However, I would have liked to avoid a repeat of that old belief that Swedish children learn about sex at school from an early age. Here it was stated as fact, that it is taught from the age of seven. I must have been off sick that day. If the BBC say so it must be the truth.

 

5 responses to “How do you pronounce it then?

  1. Thanks!
    I also found the policwoman funny in the car for the amount of times she turned around to look at the passenger in the back. But she was travelling slowly…
    I wonder if there was someone in the car keeping an eye on the road at all times!

  2. >I would have liked to avoid a repeat of that old belief that Swedish children learn about sex at school from an early age. Here it was stated as fact, that it is taught from the age of seven. I must have been off sick that day. If the BBC say so it must be the truth.

    Is that supposed to be an early age? I am 90 percent certain that my UK primary school sat us down in front of a sex-eduction series on video in the second-year juniors… i.e. aged 8. Admittedly it was mostly frogs and chickens, but the last episode finally got to the point. And I think most people’s reaction was… ‘Oh, that! We knew that.’

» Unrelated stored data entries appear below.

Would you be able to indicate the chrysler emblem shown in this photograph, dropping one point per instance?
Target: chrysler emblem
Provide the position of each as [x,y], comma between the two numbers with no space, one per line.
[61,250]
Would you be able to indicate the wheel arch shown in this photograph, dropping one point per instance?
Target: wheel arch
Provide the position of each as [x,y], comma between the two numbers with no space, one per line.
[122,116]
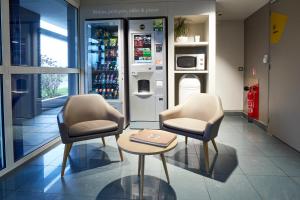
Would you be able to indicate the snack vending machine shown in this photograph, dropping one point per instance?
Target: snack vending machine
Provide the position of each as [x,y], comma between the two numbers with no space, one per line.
[147,72]
[105,62]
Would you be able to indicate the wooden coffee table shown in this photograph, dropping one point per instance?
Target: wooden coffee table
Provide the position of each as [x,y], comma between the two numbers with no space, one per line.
[142,150]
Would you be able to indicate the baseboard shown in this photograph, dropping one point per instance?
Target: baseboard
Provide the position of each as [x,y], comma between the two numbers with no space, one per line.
[256,122]
[233,112]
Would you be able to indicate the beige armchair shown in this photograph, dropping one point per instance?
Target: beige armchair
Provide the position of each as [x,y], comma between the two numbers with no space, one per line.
[85,117]
[199,117]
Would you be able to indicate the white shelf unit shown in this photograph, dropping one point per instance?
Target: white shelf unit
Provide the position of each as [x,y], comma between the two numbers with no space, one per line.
[202,25]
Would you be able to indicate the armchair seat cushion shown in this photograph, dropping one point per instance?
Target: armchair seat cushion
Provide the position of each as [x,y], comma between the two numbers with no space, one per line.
[190,125]
[92,127]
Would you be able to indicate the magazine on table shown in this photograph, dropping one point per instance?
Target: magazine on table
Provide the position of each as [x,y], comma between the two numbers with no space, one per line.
[153,137]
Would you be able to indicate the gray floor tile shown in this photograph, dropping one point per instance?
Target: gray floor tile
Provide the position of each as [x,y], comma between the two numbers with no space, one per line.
[275,187]
[254,165]
[235,188]
[296,179]
[290,165]
[250,165]
[183,185]
[29,196]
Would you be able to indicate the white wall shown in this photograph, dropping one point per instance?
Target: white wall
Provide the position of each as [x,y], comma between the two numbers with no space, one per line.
[230,56]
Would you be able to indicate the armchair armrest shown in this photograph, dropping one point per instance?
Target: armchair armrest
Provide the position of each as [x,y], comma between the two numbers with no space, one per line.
[115,116]
[170,114]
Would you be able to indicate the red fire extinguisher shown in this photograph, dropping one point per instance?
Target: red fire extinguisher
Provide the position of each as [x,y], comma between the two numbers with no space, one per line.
[253,102]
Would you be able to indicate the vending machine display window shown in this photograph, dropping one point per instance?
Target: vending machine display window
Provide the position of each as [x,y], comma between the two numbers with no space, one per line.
[142,48]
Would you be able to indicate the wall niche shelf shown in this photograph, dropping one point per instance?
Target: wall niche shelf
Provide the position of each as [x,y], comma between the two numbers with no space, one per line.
[191,72]
[197,25]
[190,44]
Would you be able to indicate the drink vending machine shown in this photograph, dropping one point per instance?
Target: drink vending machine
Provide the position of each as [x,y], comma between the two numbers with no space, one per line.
[105,62]
[147,72]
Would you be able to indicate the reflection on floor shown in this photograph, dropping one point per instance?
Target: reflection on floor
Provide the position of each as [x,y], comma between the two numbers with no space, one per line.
[35,132]
[250,165]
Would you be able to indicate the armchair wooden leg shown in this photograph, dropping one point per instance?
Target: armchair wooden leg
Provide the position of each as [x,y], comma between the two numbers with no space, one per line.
[139,168]
[120,151]
[165,166]
[215,145]
[103,141]
[205,148]
[66,154]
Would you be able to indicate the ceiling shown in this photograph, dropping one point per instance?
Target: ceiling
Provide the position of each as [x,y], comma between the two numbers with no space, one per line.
[238,9]
[55,14]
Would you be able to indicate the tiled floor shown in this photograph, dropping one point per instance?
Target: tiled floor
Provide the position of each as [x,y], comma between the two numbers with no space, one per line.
[35,132]
[250,165]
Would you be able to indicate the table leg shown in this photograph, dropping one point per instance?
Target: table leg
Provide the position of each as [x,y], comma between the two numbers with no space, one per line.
[165,166]
[142,176]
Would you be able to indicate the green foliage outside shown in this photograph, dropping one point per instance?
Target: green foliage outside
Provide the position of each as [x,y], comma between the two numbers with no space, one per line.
[51,82]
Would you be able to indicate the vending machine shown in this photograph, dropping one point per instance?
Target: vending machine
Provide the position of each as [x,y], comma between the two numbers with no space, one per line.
[147,72]
[105,62]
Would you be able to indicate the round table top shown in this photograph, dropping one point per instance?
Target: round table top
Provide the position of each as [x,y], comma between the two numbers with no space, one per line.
[142,149]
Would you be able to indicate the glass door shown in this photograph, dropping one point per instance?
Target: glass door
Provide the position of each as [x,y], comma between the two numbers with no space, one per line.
[103,65]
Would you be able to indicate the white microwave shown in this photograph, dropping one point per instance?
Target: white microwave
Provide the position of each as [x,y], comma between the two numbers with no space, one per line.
[190,62]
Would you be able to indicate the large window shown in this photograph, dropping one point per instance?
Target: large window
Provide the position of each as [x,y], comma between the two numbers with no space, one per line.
[36,100]
[43,33]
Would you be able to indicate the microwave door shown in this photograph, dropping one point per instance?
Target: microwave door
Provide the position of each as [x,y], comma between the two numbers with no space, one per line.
[186,62]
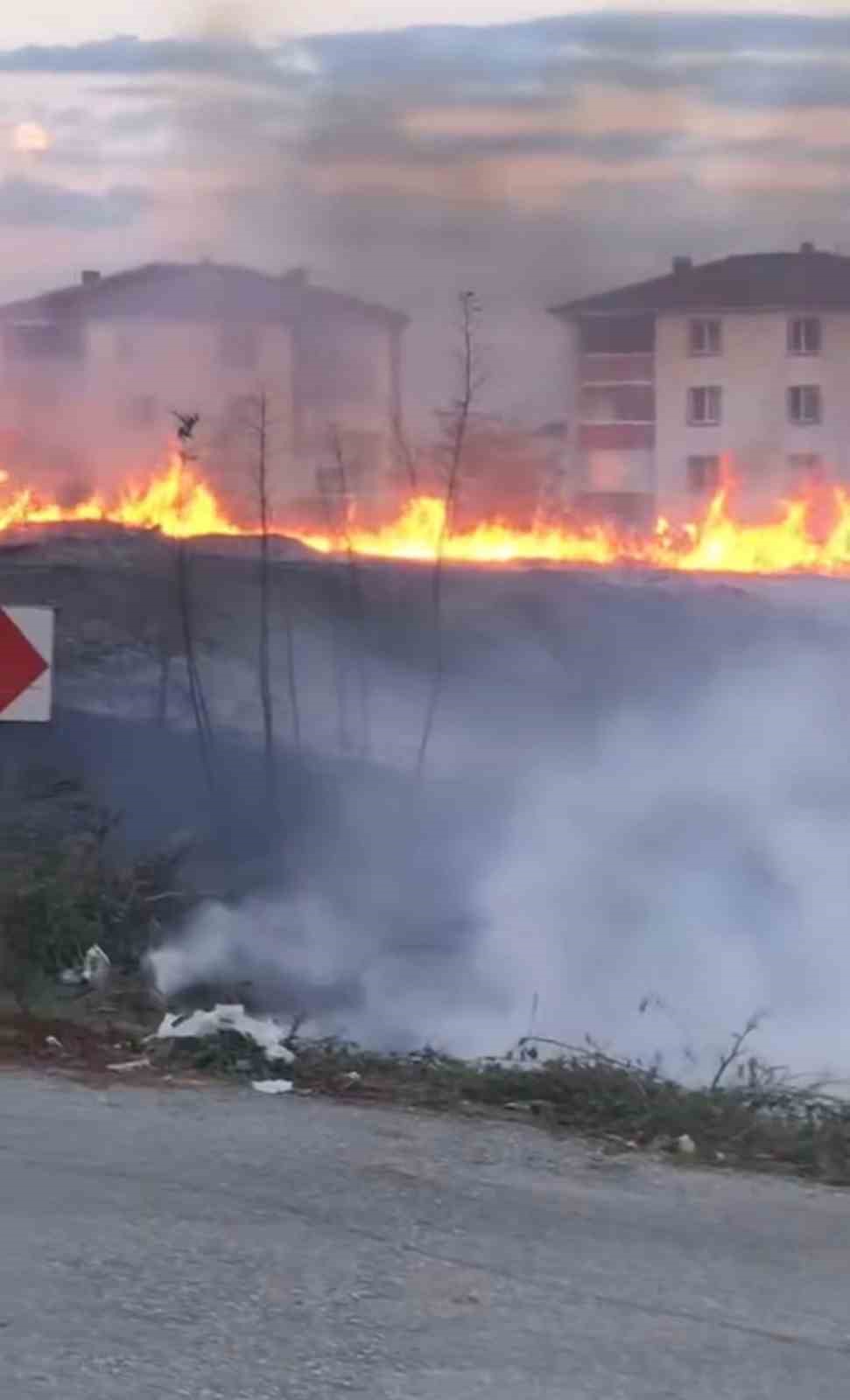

  3. I agree, Nick. But it was a clip from about fifty years ago, with posh BBC type voice saying this, while showing very young girls in summer dresses. A sort of innocence v sex, and said the way I’ve always found offensive. (‘Ah, but you don’t really know what goes on under the surface in this country, do you?’ That kind of feel.)
    I have in my time taken refuge in the ladies toilets in places, in order to avoid amorous advances based on this kind of “knowledge”. My favourite Italian restaurant in Queensway was full of waiters who “knew” for a fact that Swedes have practical sex lessons in school. It said so in a magazine.